O avelós é um arbustoou arvoreta, lenhoso, de seiva tóxica e aspecto único e decorativo. Seu caule é ereto e ramificado, de textura suculenta quando jovem, mas que vai lignificando aos poucos. Os ramos são cilíndricos e verdes, verticilados e desempenham o papel da fotossíntese da planta. Eles são geralmente verdes, mas sob sol forte adquirem belas tonalidades alaranjadas e avermelhadas. As folhas são esparsas e até mesmo ausentes, diminutas, alternas, fugazes e surgem nas extremidades dos ramos jovens. Inflorescências em cimas terminais, formando rácemos apertados de ciátios subsésseis. As flores ou ciátios são terminais, pequenos e de pouca importância ornamental.

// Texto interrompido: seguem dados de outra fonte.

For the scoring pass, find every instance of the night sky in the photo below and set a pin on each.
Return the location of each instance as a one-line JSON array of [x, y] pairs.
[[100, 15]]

No paisagismo o avelós é uma escolha excelente para jardins de inspiração desértica ou rochosos. Ele serve como “pano-de-fundo” para outras espécies de suculentas e cactáceas, de formas e cores mais chamativas. Além disso, permite podas de formação e se aproveita como um eficiente cerca-viva. Também pode ser plantada em vasos e jardineiras. Por tolerar o sal das regiões litorâneas é uma opção interessante para o jardim praiano. Curiosidade: O químico Melvin Calvin provou que é possível converter a seiva do avelós em gasolina de forma simples. Além disso, estimou que seu rendimento seria de 10 a 50 barris de petróleo por hectare. Atualmente empresas petrolíferas como a Petrobrás investem na pesquisa sobre o seu cultivo e transformação química.
A seiva leitosa do avelós é muito tóxica, ao mesmo tempo em que é considerada importante na medicina tradicional de culturas da Índia, África, Indonésia, Malásia e até no Brasil. Ela é usada para tratar diversos males, desde verrugas, passando pelo câncer e até mesmo a AIDS. Alguns importantes e respeitados órgãos de pesquisa já provaram os benefícios do avelós no tratamento do câncer. No entanto, ainda não se sabe bem qual o mecanismo de ação das substâncias terapêuticas da planta. Não utilize essa planta sem orientação médica.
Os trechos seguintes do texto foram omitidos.